The chances of divorce were 37% higher for Valentine’s Day weddings, 26% higher for same-number date weddings, and 18% higher for sequence date weddings than for ordinary date weddings.

That romantically and numerically special wedding dates are associated with substantially higher divorce risks may be explained, according to the authors of this study, by the fact these are more popular dates, yet their desirability might be ‘a double-edged sword’. The status of these days could increase the demand for venues and so drive up the costs of the associated weddings.

Recall that the first study we quoted found that more expensive weddings were associated with less durable marriages.

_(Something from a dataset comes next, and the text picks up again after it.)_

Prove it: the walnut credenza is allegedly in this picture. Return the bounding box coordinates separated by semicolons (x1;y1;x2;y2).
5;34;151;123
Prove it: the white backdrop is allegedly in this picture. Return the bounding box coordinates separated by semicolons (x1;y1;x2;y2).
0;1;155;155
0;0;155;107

Additionally, the authors of this study argue that Valentine’s Day and numerically special dates are not tied to days of the week and could fall on early weekdays when attendance is inconvenient and possibly lower, and lower attendance was found to be associated in previous research to shorter marriages.

Are there any other possible psychological theories that might explain these findings; the more expensive the wedding and the engagement ring, the higher the chance of divorce, plus Valentine’s day, and other special dates for wedding days all predict higher divorce rates?

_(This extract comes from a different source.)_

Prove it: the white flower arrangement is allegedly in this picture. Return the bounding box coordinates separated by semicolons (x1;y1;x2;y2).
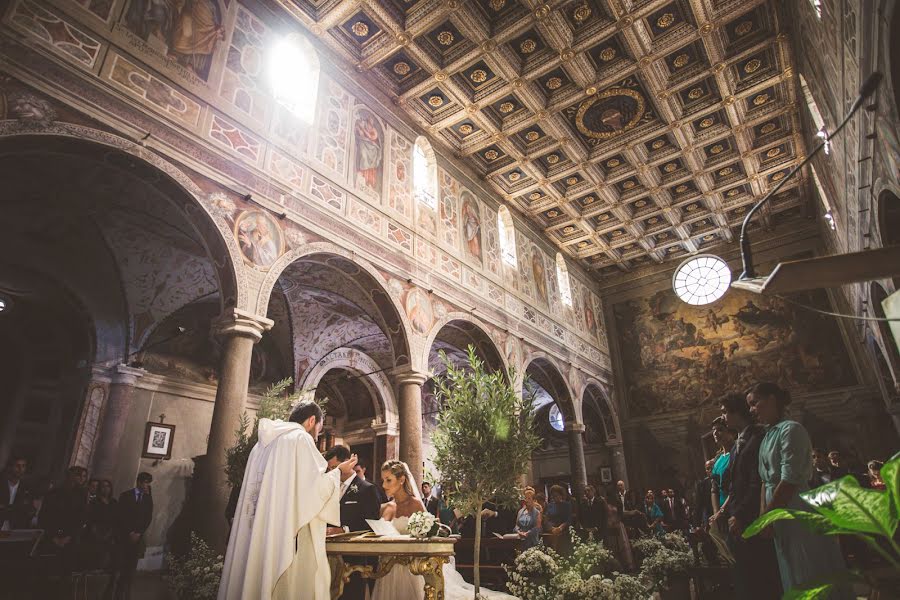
407;510;438;538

The authors of the ‘Diamonds are Forever’ study, Andrew Francis-Tan, and Hugo Mialon, then at Emory University in the USA, point to industry efforts to commodify love and romance. In the late 1930s, De Beers, the diamond merchandiser, created the slogan “a diamond is forever,” which was rated the number one slogan of the century by Advertising Age in 1999.

The marketing campaign aimed to link the purchase of a diamond engagement ring to a long-lasting marriage. However, the authors of this study point out that the industry message linking wedding expenses with durable relationships had never been scientifically evaluated, until their research.

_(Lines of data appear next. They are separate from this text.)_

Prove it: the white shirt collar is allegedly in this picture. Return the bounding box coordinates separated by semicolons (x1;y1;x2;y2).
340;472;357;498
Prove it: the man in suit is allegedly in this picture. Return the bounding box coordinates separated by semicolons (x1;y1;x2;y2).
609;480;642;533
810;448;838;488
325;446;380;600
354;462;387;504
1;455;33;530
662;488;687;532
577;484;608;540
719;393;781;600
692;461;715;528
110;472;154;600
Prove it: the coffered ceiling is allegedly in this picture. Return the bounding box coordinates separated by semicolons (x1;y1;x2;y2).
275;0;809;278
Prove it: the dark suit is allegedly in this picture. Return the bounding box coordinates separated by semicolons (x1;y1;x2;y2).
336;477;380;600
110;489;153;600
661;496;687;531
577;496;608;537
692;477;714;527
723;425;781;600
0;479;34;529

Another possible theory is that choosing a special date or spending a lot on your wedding might be linked with raised, and indeed even, unrealistic expectations and comparisons, over what life is going to be like after the wedding.

After all, the routine of ordinary married life is not going to be anything like the day that cost at least $4 million dollars to put together, as in the case of the wedding of Nicola Peltz and Brooklyn Beckham.

How special your partner made you feel that day, may become emotionally confused with other background variables, like the cost and specialness of the date. Once these have faded into the background, the morning after, all you are left with is, the actual unadorned partner, in the cold light of day.

And who exactly can make you feel like $4 million can, every day, day in and day out?

Might it be that the inevitable ‘let down’ after such an amazing experience, begins, in itself, through psychology, to plant the seeds of eventual marital destruction?